Introduction to Historical Loads – for Data Engineers.

There are probably few things in life that will strike more fear and tumult in the heart of the Data Engineer than historical loads. You know, on the surface it seems like such an innocent thing. How could it possibly be, just take a bunch of data stored somewhere and shove it into a table. If only. Life never works that way, and neither does the historical load. You would think after decades we all would have figured it out you know. Is it because we don’t do it enough? Maybe it’s like regex, you just figure it out as you go every single time, telling yourself you’ll do it right next time.

What is a historical load anyways?

I mean it does beg the question, what exactly is a historical data load anyways? When does a data load move over some invisible line to become a historical load, as opposed to a “normal” load. This is a strange question, but generally, I think you know a historical data load when you see one. Probably because it fits into some box that is “outside” normal. Maybe that’s a bad way to approach historical loads, should one process handle it all? What about the ever-infamous “idempotent” data loads, shouldn’t your ETL loads be a Kraken raised from the depths, able to gobble all in its path.

One thing is clear though, since the days of the yore when the Database Developer reigned supreme, the historical data load has always been a sticky issue to deal with for data folk.

What makes historical loads suck so much?

I think there are many and varying reasons that historical loads are such a pain.

  • Historical data may or may not be in the correct/different format.
  • Historical data has a high likely hood of having data quality issues (that cause loads to break).
  • Historical data loads choke the normal “production” pipeline.
  • It’s not always clear “how” the historical load should be done.

It seems to me that the general challenges for historical data loads fall into two categories.

  • Data size, quality, and format issues.
  • How do I do this issues.
Photo by Shane Aldendorff on Unsplash

I think probably one of the most common stumbling blocks for the historical data load is, “how do I/should I do this?” This is an important question that has people taking sides and lobbing grenades. Should your normal daily data transformation scripts be so idempotent and architecture scalable that it simply just does it, historical or normal load, like it’s just another day?

I think this is what most people hope for, as the true north star. But is it realistic?

Probably not. The real world is often much different than what we wish for.

3 Practical Approaches to Historical Data Loads.

This is a strange topic, hard to grasp, but let’s talk about three approaches that one could take when designing historical data loads. I would be interested to hear if there are more or other approaches folks use, but at a high level, these are the ones that I see the most.
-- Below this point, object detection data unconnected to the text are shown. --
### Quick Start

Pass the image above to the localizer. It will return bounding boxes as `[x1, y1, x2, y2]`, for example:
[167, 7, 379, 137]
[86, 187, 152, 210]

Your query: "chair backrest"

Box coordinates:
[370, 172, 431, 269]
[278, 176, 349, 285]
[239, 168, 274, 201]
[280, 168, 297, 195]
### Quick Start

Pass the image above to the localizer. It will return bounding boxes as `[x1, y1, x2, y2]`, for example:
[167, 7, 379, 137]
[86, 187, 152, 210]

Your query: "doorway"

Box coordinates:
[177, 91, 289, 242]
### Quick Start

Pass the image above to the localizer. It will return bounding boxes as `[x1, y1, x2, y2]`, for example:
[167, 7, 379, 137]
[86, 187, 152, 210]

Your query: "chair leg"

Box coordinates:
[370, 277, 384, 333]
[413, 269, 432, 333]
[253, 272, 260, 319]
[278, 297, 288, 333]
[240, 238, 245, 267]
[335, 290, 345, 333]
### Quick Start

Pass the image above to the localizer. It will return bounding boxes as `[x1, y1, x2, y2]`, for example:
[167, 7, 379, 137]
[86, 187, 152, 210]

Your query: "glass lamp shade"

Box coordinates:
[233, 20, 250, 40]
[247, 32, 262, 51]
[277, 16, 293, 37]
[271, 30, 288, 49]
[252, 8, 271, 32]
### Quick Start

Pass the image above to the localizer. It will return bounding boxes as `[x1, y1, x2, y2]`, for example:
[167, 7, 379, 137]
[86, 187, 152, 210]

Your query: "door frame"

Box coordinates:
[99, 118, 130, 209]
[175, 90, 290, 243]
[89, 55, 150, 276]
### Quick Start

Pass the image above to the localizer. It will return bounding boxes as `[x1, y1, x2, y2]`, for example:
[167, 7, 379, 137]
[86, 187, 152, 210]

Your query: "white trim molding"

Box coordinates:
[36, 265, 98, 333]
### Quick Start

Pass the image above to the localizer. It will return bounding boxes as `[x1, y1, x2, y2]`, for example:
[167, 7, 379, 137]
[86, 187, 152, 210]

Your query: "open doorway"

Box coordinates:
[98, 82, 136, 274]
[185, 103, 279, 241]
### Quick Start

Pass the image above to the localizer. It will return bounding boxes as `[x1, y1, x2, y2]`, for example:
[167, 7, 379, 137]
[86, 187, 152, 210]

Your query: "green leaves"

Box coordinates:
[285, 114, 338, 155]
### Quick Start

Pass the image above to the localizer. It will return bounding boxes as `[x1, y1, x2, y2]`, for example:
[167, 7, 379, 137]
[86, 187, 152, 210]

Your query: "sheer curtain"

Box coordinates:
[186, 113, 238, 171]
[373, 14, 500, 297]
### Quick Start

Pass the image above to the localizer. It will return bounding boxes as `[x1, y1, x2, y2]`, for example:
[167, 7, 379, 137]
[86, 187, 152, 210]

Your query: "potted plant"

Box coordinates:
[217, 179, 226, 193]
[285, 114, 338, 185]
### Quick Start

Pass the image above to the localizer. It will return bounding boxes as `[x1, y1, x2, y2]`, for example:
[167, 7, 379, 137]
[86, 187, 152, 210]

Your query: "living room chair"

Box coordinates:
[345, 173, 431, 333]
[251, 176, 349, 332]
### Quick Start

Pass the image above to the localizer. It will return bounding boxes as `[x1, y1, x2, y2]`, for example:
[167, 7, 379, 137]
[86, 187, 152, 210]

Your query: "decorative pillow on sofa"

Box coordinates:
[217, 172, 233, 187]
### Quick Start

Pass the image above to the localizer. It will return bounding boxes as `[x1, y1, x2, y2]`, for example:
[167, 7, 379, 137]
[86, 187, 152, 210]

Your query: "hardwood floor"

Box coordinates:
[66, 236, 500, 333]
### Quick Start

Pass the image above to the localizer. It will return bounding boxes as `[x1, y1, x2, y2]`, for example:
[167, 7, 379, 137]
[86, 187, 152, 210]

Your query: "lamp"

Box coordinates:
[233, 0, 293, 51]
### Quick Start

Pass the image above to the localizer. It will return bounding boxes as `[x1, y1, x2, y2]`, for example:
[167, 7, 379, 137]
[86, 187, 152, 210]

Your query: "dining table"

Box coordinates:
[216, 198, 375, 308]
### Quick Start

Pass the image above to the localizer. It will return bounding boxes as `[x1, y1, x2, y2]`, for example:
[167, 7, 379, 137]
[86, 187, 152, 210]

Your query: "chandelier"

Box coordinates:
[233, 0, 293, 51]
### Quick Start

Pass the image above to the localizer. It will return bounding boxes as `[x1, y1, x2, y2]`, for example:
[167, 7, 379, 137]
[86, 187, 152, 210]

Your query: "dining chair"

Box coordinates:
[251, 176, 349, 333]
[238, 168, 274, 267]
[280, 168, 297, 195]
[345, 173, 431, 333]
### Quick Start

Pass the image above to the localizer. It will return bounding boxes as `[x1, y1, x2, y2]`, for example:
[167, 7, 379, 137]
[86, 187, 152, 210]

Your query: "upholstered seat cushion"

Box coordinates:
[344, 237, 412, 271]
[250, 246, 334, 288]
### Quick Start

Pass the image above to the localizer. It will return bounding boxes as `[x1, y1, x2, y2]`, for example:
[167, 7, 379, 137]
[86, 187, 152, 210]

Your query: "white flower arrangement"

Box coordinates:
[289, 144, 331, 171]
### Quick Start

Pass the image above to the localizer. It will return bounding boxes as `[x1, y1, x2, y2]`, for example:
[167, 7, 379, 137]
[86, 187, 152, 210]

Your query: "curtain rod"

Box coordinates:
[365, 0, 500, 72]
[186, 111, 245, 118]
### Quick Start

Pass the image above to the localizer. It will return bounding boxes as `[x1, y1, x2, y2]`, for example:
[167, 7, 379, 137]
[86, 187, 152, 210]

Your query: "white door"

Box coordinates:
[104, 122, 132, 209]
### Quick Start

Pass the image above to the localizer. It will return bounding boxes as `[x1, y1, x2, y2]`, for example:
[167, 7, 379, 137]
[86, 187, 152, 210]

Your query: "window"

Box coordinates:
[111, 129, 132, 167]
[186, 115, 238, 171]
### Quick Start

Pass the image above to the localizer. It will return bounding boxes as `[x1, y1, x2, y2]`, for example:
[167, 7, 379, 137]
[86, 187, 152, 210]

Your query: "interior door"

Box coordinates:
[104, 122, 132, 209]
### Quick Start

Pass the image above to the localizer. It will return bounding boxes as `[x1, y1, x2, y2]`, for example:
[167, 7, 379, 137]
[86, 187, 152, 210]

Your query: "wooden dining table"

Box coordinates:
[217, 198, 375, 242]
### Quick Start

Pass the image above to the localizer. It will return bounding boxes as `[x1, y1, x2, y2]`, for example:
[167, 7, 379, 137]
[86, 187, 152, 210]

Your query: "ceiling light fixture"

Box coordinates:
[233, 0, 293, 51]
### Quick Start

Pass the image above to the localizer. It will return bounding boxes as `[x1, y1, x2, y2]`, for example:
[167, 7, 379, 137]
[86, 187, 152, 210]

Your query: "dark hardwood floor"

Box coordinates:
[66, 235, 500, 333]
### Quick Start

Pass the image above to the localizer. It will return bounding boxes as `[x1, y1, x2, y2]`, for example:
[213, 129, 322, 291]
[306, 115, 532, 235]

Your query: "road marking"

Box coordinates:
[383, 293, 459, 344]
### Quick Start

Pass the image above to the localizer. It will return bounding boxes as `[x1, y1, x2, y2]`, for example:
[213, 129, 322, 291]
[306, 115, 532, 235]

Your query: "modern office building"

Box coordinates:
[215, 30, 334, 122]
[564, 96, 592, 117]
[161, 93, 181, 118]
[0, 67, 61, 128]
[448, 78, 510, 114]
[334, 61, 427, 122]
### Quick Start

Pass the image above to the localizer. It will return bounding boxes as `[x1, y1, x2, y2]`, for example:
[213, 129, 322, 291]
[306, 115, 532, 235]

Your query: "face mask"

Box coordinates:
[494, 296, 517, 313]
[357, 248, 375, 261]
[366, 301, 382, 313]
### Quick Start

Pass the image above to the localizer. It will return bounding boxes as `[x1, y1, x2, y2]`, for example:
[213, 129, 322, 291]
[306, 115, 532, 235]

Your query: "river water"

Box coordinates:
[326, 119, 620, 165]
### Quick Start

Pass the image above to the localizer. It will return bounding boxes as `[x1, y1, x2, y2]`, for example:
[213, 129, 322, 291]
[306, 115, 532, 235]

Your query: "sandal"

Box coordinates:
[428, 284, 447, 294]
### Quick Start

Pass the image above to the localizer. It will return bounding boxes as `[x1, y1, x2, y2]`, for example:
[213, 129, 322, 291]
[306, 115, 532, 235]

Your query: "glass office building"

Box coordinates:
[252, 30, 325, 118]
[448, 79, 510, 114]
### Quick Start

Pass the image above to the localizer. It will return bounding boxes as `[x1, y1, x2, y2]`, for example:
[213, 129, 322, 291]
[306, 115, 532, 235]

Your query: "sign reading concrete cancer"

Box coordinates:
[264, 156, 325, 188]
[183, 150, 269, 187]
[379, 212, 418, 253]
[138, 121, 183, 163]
  • Historical load integrated directly into normal load/transform scripts.
  • Historical load completely separate from normal load/transform scripts.
  • Quasi-integration of historical load and normal load/transform scripts.

Maybe over-simplified? Maybe not. I think it probably for the most boils down to these three areas. You can either NOT incorporate historical loads into your normal transformation scripts, you CAN, or you can do the sorta route, where you reuse many of the same functions, with some rewritten to specifically support historical loads.

Before you even start talking about code though, one of the main pieces most people forget is architecture and scalability. Can the environment you normally work in ever handle this load? Will it crash the cluster, or cause other pipelines to not run by hogging all the resources? The timing of when you run historical loads, and the compute that is available to run those scripts is a very important decision.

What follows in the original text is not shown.